Using the ratio of present-to-past ‘sets’ for our speakers (approximately 40% present to 60% past), we can now ask to what extent the attempted manipulations of time orientation in events #21-23 were successful in producing deviations from this base-line. As shown in Table 10, the terminal achievement verb hit does show the predicted trends: #21 (present) has a present/past split at about the base-line; #22 (past) is biased more toward past tense (although the over-all frequency of hit goes down); and # 23 (future) shows much reduced past tense and 8% future. The interminal action verb roll shows much higher frequencies of occurrences for #22 (past) and #23 (future) - events for which contact between BALL and TUBE was not observed but much ‘ rolling ’ was - yet the ratio of present to past stays quite constant near the base-line level.

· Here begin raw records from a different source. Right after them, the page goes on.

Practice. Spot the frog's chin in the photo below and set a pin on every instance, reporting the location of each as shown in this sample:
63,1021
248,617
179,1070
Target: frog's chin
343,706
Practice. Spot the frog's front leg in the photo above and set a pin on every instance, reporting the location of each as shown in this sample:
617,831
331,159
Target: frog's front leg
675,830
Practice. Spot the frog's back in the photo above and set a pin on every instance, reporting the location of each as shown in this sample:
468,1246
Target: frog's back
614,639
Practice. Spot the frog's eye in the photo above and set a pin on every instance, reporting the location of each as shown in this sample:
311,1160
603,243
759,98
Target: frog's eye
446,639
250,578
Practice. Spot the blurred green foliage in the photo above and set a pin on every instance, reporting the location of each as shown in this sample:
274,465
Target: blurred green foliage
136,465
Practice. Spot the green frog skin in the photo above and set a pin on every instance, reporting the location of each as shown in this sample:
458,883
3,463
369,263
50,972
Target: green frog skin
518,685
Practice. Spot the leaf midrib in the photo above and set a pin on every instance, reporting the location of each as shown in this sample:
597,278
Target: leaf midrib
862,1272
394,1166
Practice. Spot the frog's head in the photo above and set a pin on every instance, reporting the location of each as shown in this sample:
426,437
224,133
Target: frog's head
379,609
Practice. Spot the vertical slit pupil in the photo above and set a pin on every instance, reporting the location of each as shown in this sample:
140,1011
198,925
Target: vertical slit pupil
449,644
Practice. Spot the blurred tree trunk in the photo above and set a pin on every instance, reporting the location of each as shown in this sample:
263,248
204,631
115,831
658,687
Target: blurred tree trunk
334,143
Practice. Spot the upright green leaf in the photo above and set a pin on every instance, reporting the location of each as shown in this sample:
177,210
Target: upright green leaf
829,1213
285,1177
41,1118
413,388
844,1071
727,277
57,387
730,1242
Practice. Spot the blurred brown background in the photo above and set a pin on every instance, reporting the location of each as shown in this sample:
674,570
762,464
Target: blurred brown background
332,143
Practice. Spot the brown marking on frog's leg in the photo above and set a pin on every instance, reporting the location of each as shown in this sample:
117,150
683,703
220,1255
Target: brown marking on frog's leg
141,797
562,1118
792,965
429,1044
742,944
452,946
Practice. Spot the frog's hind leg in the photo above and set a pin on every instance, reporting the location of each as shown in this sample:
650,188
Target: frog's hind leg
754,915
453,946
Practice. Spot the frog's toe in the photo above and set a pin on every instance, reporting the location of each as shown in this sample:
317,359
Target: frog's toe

Also shown in Table 10 are relative frequencies of certain prepositional phrases accompanying the verb rolled (in either present or past tense); rolling at or into occur when the event is seen, rolling from or away when it has already happened, and rolling toward when the event is anticipated. That the preposition toward carries a future orientation is evident from the 53% occurrences when the event is anticipated but not seen, and of these most were accompaniments of past-tense rolled. There appears to be semantic equivalence between will hit and rolled toward in expressing a future-orientation feature.